Ohhhhh popcorn! Mine go nuts. And now I want popcorn lol. Gonna have to stop at the store later and buy some. Thanks Elaina!😋🍚


----------



## Jessicashield (Feb 13, 2015)

Every single morning Curtis has a cup of tea, Millie will hang round him for about half an hour until he has drank the majority and once he's got a tiny bit left she will stick her head in his cup and drink the end! It's pretty yacky but it's there little thing haha!


----------



## elaina (Jul 1, 2008)

Chiluv04 said:


> Ohhhhh popcorn! Mine go nuts. And now I want popcorn lol. Gonna have to stop at the store later and buy some. Thanks Elaina!&#55357;&#56843;&#55356;&#57178;


lol. now I want some too. maybe tonight for a snack while i'm watching tv


----------



## Chiluv04 (Dec 19, 2013)

Yes I'm def buying popcorn when we go grocery shopping today. It's such a comfort food.


----------



## Chiluv04 (Dec 19, 2013)

Jessicashield said:


> Every single morning Curtis has a cup of tea, Millie will hang round him for about half an hour until he has drank the majority and once he's got a tiny bit left she will stick her head in his cup and drink the end! It's pretty yacky but it's there little thing haha!



Awwww this is so sweet. Mine are such little vultures they'd fight over the last sip or bite of anything.


----------



## MrM27 (Jul 7, 2014)

That's definitely Leo. He will sit there looking at you and the moment you look at him, his bottom lip start fluttering and he starts with "meee meee meee meee meee". Such a wimperer!!!


----------



## Chiluv04 (Dec 19, 2013)

My Bailey is the worst! His lip gets stuck to his tooth and he drools ☺☺😂😂😂, especially if you're not making much eye contact with him and then you sneak a quick peek you can see the beds of drool at the side of his mouth. It's quite pathetic! He can also catch food in the air. He has mastered this! And Ava balances in her hind legs like a meerkat cat!!


----------



## debrawade10 (Oct 10, 2013)

Chiluv04 said:


> My Bailey is the worst! His lip gets stuck to his tooth and he drools ☺☺😂😂😂, especially if you're not making much eye contact with him and then you sneak a quick peek you can see the beds of drool at the side of his mouth. It's quite pathetic! He can also catch food in the air. He has mastered this! And Ava balances in her hind legs like a meerkat cat!!

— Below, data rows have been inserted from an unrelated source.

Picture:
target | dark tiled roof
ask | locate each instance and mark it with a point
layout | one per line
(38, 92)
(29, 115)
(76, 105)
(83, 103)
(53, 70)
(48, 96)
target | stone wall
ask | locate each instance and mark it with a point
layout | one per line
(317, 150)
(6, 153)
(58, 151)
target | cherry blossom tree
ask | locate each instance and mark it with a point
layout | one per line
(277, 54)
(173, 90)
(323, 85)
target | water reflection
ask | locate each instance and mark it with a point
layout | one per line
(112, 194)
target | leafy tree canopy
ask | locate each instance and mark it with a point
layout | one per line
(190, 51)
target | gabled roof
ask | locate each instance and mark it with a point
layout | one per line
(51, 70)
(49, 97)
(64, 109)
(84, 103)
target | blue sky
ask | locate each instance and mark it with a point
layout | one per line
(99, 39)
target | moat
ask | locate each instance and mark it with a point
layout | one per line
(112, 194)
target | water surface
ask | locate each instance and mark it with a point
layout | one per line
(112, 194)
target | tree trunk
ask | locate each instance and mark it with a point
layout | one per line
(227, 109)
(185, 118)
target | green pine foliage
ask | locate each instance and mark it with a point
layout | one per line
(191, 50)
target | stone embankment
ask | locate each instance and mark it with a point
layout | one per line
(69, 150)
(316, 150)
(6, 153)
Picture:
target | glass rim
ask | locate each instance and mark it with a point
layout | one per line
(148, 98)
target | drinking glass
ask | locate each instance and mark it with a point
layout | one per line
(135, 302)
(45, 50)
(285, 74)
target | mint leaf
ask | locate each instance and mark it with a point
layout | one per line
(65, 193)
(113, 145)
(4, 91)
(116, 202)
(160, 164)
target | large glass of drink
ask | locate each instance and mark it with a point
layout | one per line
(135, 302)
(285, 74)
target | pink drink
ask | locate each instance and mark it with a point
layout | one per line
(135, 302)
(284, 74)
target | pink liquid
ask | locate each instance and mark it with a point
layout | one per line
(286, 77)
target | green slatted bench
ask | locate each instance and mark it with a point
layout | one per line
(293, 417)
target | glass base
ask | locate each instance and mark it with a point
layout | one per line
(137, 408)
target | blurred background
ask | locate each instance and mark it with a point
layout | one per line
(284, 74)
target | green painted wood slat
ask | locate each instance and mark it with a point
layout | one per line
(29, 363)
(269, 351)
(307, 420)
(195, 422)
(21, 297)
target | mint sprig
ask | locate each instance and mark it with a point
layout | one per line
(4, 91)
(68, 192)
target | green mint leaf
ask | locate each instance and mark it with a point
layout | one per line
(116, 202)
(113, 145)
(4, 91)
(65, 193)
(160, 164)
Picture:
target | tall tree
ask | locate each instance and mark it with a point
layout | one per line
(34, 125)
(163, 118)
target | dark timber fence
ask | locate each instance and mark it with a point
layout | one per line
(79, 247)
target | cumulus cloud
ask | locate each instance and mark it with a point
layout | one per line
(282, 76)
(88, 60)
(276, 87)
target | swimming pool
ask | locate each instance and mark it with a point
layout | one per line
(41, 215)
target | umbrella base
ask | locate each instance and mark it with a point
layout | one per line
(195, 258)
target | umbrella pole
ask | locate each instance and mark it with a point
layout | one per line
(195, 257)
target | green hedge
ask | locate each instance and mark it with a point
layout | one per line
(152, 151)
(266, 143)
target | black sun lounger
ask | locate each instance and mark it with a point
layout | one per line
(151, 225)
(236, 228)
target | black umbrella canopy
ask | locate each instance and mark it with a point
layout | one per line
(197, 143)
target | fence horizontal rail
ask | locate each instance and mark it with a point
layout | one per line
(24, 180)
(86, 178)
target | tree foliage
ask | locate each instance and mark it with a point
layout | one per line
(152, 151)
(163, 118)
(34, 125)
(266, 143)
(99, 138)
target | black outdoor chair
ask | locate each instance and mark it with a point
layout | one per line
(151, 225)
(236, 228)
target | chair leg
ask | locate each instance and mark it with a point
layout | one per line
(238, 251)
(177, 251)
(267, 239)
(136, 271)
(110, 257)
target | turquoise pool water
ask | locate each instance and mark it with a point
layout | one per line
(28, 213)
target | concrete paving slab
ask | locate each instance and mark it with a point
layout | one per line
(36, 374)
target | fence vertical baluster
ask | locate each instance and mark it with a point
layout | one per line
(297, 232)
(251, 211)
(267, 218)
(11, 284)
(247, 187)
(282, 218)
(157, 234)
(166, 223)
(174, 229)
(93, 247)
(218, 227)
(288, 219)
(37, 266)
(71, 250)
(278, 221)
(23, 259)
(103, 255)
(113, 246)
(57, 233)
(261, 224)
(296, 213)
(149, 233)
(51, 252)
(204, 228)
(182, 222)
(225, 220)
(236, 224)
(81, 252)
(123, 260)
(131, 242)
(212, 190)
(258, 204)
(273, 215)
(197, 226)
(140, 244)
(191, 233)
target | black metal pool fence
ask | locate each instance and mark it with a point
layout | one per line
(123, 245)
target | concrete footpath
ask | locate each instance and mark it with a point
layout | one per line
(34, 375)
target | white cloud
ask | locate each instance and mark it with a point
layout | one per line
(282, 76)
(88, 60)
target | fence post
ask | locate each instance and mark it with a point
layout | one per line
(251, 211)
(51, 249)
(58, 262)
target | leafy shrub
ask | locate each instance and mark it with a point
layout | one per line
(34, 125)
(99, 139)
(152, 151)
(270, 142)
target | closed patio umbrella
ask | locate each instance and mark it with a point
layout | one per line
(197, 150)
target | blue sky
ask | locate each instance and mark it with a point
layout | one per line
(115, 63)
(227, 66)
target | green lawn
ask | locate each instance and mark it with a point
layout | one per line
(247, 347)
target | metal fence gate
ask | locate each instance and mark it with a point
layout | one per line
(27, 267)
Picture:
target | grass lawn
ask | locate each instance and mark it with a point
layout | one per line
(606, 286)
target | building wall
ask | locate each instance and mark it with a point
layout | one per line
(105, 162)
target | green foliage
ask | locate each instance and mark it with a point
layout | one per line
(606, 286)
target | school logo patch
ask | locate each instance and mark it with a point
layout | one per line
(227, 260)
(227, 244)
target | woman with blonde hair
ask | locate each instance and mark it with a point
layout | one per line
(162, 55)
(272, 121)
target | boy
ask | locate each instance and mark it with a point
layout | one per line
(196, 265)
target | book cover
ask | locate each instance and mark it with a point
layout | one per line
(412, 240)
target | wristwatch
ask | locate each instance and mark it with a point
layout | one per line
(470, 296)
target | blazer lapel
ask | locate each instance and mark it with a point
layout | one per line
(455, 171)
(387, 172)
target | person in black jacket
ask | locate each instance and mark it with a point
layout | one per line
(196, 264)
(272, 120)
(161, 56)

That is funny...drooling! Mine don't take their eyes off of me, unless something happens to drop. It is a wild scramble if that happens. I never give them people food, so when that happens and one gives a morsel, I will give the other two a nibble also. I don't want any jealousy...lol!


----------



## coco_little_bear (May 30, 2012)

haha Oh my chis have stolen food many times... but I think the worst time was at the park. This woman was sitting on a bench eating a sausage roll while her dog played with Lilo and Rocky. There were quite a few dogs around so a lot of distractions and while she was busy watching them play... Lilo sneaked from the other side, jumped really high and snatched the sausage roll out of her hand... :evil4: Thankfully the woman found it hilarious, otherwise that could have been awkward. :laughing5:


----------



## Chiluv04 (Dec 19, 2013)

debrawade10 said:


> That is funny...drooling! Mine don't take their eyes off of me, unless something happens to drop. It is a wild scramble if that happens. I never give them people food, so when that happens and one gives a morsel, I will give the other two a nibble also. I don't want any jealousy...lol!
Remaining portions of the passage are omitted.